Workareas - Githubissues

getavalon / core

The safe post-production pipeline - https://getavalon.github.io/2.0

MIT License

218 stars 49 forks source link

Goal

Implement the Rythm & Hues concept of "workareas".

https://vimeo.com/116364653

Table of Contents

Motivation
Relationships
Space Preservation
Implementation

Motivation

Currently, every asset is encapsulated by a single top-level directory in which both development and public files reside. That's great, as it means there is never any duplication of an asset anywhere on disk and related material is easily found.

What R&H have done however is take this concept one step further.

They've managed to encapsulate not only the asset, but also application dependencies to any task - such as rigging their tiger - into a single folder.

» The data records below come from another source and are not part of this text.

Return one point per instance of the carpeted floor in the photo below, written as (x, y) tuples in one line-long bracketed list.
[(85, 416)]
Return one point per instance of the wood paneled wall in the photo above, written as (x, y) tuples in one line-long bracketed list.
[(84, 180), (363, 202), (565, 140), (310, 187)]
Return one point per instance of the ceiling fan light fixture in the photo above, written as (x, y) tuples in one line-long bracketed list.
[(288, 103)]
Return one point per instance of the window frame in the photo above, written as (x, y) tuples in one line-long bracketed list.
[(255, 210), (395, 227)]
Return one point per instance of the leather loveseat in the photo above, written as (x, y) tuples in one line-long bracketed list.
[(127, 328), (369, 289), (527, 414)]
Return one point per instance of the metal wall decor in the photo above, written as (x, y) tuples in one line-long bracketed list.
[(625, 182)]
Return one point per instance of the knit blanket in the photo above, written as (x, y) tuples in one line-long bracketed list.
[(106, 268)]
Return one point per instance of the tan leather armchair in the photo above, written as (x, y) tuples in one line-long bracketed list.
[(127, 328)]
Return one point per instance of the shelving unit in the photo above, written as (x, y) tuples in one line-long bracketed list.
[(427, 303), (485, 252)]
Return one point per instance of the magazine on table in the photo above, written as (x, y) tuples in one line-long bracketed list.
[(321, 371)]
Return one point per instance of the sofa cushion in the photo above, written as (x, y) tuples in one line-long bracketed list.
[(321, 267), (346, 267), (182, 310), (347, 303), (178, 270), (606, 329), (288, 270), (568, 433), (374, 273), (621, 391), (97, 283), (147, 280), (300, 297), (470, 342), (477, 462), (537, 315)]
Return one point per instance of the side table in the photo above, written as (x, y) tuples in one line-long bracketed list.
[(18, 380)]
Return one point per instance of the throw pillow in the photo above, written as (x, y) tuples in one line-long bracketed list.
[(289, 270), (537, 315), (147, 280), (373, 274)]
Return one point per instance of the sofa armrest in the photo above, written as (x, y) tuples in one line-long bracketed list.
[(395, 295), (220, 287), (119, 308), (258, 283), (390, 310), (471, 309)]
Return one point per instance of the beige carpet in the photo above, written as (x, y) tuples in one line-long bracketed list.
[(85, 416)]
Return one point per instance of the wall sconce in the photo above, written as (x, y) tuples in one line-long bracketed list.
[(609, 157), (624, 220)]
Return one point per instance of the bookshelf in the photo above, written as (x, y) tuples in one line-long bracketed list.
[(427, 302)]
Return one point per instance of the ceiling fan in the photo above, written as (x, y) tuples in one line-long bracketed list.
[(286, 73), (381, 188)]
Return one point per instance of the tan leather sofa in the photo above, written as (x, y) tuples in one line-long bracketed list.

This folder then only contains things related to rigging the tiger.

└── ProjectFolder
    └── workareas
       ├── 1000
       ├── 2000
       ├── PiPatel
       └── RichardParker
           ├── modeling
           ├── lookdev
           └── rigging
               ├── v01
               └── v02
                   ├── input
                   ├── output
                   ├── nuke
                   ├── houdini
                   └── maya

Things to note

Workareas contain published content
Workareas contain copies (symlinks) of loaded content
Workareas are versioned, as well as published assets

In practice what this means is that all paths used within e.g. Maya are local to the current working directory and that shipping this directory to another computer is a mere copy/paste. References, textures and caches all reference the local working directory hence no additional logic, conversion or dependency tracking is necessary.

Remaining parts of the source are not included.